Therefore, experimental evidence obtained with the V-2 variants and the chemical interference data point to the fact that the whole sequence of V-2 is involved in binding and that all the particular structural features of the hairpin, the apical loop, the internal loop and the bulge are crucial for recognition by the RNase H1.
VI-2. In contrast to V-2, VI-2 does form a G-quartet structure. Its Tm is dependent on the monovalent cation used for the experiment and the presence of a hypochromic cooperative transition at 295 nm (46) is indicative of G-quartet structures. The synthetic oligonucleotide VI-2 ‘minimum’ 5′ GGCTT GGGTTGGGTGTGG 3′, representing the minimum sequence required for folding into an intramolecular quadruplex, gave perfectly monophasic, fully reversible melting curves at both 275 and 295 nm for each monovalent ion tested. However, the melting transition at 275 nm was hyperchromic, and the transition at 295 nm was hypochromic.

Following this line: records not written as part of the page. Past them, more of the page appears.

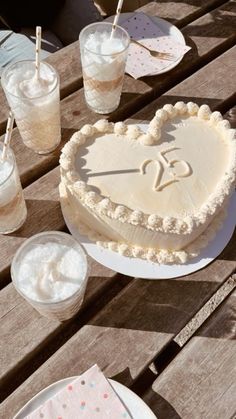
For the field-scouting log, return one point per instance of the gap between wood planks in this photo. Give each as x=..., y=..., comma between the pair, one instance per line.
x=173, y=348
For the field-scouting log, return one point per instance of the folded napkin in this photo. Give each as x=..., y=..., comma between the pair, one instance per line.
x=140, y=63
x=88, y=396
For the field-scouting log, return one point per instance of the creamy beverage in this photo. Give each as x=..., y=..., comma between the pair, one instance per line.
x=35, y=104
x=50, y=271
x=103, y=62
x=12, y=204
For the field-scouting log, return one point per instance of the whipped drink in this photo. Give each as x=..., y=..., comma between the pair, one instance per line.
x=12, y=204
x=35, y=104
x=50, y=271
x=103, y=63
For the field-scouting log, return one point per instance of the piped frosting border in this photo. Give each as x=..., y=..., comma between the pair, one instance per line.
x=104, y=206
x=161, y=256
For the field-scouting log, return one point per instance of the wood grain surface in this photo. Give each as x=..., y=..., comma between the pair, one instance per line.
x=201, y=381
x=67, y=61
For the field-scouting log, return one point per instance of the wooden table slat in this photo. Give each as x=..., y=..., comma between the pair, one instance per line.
x=201, y=381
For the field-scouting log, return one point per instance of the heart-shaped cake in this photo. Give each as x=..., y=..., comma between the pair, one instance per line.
x=158, y=195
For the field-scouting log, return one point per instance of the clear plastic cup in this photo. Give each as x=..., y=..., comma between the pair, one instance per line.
x=44, y=278
x=103, y=73
x=36, y=107
x=13, y=210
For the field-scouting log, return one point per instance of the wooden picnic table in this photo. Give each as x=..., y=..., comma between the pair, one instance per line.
x=129, y=326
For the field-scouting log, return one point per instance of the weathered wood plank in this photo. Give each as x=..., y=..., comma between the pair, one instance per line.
x=209, y=85
x=180, y=13
x=67, y=61
x=201, y=381
x=131, y=330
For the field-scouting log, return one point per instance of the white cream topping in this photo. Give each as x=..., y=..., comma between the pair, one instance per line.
x=114, y=153
x=51, y=272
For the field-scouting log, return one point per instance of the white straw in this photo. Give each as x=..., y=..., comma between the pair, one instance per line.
x=7, y=138
x=38, y=48
x=116, y=18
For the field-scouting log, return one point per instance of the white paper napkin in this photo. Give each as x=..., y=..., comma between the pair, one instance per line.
x=140, y=63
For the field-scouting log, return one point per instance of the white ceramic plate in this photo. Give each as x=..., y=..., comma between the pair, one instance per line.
x=136, y=407
x=144, y=269
x=166, y=27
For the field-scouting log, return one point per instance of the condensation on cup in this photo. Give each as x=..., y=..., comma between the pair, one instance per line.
x=103, y=64
x=50, y=271
x=12, y=204
x=35, y=103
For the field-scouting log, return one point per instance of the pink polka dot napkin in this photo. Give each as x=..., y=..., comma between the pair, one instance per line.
x=140, y=63
x=89, y=396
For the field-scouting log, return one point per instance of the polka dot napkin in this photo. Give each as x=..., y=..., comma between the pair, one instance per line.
x=89, y=396
x=140, y=63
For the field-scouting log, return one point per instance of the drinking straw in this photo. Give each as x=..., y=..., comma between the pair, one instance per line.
x=7, y=137
x=37, y=51
x=116, y=18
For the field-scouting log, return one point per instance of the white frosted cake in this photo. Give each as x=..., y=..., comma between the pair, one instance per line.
x=159, y=195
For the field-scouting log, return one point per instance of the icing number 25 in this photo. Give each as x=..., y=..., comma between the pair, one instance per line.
x=164, y=163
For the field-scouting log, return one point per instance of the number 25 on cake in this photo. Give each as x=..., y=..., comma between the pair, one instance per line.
x=159, y=195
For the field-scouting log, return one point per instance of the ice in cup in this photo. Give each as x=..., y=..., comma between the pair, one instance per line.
x=12, y=204
x=35, y=103
x=103, y=63
x=50, y=271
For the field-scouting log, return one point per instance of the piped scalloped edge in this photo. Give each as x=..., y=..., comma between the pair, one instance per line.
x=160, y=256
x=103, y=205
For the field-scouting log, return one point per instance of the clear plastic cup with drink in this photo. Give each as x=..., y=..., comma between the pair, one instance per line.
x=35, y=102
x=13, y=210
x=50, y=271
x=103, y=63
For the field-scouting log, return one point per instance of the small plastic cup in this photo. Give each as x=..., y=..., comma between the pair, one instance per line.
x=13, y=210
x=49, y=272
x=37, y=114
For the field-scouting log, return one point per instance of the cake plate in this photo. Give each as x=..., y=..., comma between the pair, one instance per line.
x=149, y=270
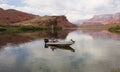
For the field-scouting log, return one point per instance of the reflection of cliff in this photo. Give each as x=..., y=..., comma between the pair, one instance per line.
x=102, y=34
x=13, y=39
x=26, y=37
x=48, y=34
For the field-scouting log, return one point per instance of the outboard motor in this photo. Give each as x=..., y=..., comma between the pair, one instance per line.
x=72, y=41
x=46, y=40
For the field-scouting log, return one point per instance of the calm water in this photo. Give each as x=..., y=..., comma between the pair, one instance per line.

Tm values determined at both wavelengths were 40°C in LiCl, 50°C in NH4Cl and 67°C in KCl, the expected ranking in stability for G-quartets (47). The same experiments performed with VI-2 also gave a hypochromic cooperative transition at 295 nm, with a Tm of 40°C in both LiCl and NH4Cl, and 64°C in KCl, demonstrating the presence of the postulated quadruplex (see Supplementary Material). Transitions observed at both 275 and 295 nm were coincident in LiCl and NH4Cl. We observed two transitions in KCl at 275 nm, one at 64°C coincident with the transition observed at 295 nm, therefore representing the melting of the G-quartets, and a second at 40°C without concomitant transition at 295 nm. This transition should correspond to the independent melting of canonical Watson–Crick base pairs outside the G-quartet. As illustrated in Figure 4, several different base pairings can be considered, one involving a short hairpin at the 5′ end of the aptamer, as predicted by mfold, another with pairing between the 5′ and the 3′ tails outside the G-quartet, and finally the possibility of head-to-tail dimerization.
Figure 4.
G-quartet structure of VI-2 aptamer. Data obtained by DMS reactivity of VI-2 indicate the G-quartet structure shown as (A). (B) and (C) are alternative structures revealing multiple base pairing possibilities for the 5′ end. The structure computed by mfold is shown for comparison (D).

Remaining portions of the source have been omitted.